Cualquiera sabría que Kai no obtuvo un 97.5. Pero Lu fue donde una psicóloga a la que le conto algunas partes de su historia y logró hacerse con un justificativo médico que la habilitó para el “segundo turno para estudiantes destacados” con el que había soñado. Y cuando un estudiante nuevo pensaba que tenía asegurada la beca, Kai apareció con un 96.93 para pasarle por medio punto. Lu no sintió pena alguna, acababa de ganar la beca al mejor promedio de Sociología por última vez, se había acabado la competencia. Kai, al recoger su medalla por graduarse con excelencia, cerró los ojos (no se percató que se estaba mordiendo el labio de nuevo). Frente a ella, 150 personas aplaúdian. Sus lentes nuevos brillaban, Kai hacía brillar también su sonrisa.
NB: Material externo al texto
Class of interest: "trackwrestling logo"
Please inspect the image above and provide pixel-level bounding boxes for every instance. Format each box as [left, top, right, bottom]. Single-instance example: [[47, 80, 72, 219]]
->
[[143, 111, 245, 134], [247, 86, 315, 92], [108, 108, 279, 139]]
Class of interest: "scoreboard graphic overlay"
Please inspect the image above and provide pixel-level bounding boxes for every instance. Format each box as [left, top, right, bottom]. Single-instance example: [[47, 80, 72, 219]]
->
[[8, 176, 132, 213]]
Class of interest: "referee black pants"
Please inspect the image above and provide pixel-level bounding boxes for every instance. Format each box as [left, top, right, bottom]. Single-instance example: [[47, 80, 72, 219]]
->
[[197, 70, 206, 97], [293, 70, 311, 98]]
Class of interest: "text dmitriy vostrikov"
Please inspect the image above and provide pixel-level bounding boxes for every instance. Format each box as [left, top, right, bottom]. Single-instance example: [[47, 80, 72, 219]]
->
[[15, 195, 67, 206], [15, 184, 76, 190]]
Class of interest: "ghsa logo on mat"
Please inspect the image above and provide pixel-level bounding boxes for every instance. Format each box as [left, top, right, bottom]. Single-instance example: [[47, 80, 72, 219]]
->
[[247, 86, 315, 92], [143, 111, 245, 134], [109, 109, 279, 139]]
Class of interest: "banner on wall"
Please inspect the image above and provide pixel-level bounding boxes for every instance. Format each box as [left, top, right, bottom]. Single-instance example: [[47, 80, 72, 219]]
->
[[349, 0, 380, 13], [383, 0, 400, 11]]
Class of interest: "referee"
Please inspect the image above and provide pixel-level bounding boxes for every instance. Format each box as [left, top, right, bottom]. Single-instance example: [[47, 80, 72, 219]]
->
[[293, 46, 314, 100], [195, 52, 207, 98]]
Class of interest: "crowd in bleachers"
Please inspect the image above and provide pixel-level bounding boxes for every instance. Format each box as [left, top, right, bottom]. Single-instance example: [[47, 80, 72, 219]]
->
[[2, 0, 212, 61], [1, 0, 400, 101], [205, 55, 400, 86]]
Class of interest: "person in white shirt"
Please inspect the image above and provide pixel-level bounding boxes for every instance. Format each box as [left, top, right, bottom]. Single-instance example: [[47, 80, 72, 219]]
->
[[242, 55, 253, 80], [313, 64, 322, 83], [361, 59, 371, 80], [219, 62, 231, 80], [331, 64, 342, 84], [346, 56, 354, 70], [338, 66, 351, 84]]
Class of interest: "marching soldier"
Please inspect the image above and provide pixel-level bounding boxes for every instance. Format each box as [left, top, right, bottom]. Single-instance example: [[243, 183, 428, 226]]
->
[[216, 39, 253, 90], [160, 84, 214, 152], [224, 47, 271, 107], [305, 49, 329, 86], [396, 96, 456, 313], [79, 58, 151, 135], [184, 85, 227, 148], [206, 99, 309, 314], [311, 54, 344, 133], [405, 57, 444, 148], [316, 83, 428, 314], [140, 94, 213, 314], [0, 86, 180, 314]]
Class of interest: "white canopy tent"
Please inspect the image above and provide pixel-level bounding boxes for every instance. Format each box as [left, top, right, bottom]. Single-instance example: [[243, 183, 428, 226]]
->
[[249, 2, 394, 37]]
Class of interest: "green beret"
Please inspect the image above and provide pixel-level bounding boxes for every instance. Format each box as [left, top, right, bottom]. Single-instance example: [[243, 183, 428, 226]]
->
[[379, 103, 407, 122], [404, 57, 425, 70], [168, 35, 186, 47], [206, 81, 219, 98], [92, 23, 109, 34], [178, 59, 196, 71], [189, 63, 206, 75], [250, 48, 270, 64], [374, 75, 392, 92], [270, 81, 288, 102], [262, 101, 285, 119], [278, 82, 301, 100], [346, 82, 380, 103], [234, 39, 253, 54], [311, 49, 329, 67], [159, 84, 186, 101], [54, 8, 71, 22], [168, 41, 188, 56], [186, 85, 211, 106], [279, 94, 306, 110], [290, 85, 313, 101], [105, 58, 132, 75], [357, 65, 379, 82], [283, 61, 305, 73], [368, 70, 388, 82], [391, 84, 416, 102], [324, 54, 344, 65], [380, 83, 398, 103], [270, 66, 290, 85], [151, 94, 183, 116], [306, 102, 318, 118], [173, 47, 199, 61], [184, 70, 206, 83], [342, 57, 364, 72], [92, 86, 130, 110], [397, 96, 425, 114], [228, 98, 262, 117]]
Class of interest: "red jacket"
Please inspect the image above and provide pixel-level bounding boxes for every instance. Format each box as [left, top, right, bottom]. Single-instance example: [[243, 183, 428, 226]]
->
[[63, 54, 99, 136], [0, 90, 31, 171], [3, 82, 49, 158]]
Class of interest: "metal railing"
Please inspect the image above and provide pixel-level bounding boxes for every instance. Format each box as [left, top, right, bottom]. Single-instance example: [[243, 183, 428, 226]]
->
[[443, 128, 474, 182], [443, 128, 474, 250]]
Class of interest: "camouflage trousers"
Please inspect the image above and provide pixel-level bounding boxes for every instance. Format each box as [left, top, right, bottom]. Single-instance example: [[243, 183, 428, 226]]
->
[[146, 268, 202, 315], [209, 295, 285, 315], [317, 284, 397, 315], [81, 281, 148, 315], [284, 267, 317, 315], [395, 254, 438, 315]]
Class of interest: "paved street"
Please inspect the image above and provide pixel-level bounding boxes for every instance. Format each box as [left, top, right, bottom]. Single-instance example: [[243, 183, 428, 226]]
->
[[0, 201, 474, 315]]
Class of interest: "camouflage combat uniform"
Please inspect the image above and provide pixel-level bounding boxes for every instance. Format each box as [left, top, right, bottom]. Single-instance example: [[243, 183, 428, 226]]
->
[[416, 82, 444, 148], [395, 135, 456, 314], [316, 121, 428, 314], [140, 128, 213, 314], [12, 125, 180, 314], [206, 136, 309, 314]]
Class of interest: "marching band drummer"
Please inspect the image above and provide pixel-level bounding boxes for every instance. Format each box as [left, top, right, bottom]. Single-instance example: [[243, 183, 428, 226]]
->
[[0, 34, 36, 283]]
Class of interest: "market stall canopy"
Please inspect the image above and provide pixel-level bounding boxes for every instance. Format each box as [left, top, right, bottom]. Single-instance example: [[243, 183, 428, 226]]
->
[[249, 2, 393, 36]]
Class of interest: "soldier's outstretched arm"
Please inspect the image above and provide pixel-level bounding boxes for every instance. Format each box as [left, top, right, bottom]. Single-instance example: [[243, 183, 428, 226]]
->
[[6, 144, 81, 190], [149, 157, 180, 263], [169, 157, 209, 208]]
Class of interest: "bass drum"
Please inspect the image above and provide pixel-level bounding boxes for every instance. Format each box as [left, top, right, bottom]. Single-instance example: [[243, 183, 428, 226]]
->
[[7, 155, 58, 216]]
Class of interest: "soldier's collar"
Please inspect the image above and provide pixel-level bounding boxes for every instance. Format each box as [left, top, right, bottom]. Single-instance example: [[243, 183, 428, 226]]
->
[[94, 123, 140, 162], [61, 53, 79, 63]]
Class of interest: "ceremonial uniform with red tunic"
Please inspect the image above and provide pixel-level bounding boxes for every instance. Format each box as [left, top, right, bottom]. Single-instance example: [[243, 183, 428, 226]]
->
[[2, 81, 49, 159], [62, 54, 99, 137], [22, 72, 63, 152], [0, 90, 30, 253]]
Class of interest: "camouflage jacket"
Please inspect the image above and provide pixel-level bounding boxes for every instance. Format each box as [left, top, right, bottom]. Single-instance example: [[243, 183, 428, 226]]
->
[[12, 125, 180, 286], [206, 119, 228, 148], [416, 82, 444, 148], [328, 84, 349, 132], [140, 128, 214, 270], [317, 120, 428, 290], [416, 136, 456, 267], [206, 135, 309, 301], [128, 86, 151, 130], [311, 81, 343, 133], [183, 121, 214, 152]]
Cualquera estaría feliz cuando al fin, esa noche, frente a la ciudad, la mejor de Sociología vació una taza de café después de seis meses de estrés. Kai, Kai cerró los ojos. Dentro de ella, vió al estrés. Seguía vivo, lo sentía vibrando con electricidad, con desórdenes alimenticios, con mechones en el basurero. Ése ser seguiá ahí, vivo, entero como siempre. La ahora licenciada suspiró… había estado tan cerca de despedirse del estrés. Lu le dijo a Kai que quizá, quizá mañana, a las 3 de la madrugada, se librarían de una vez de él. “Pero quién sabe”, le respondió Kai. “No soy metódica ni para decirle adiós al estrés”.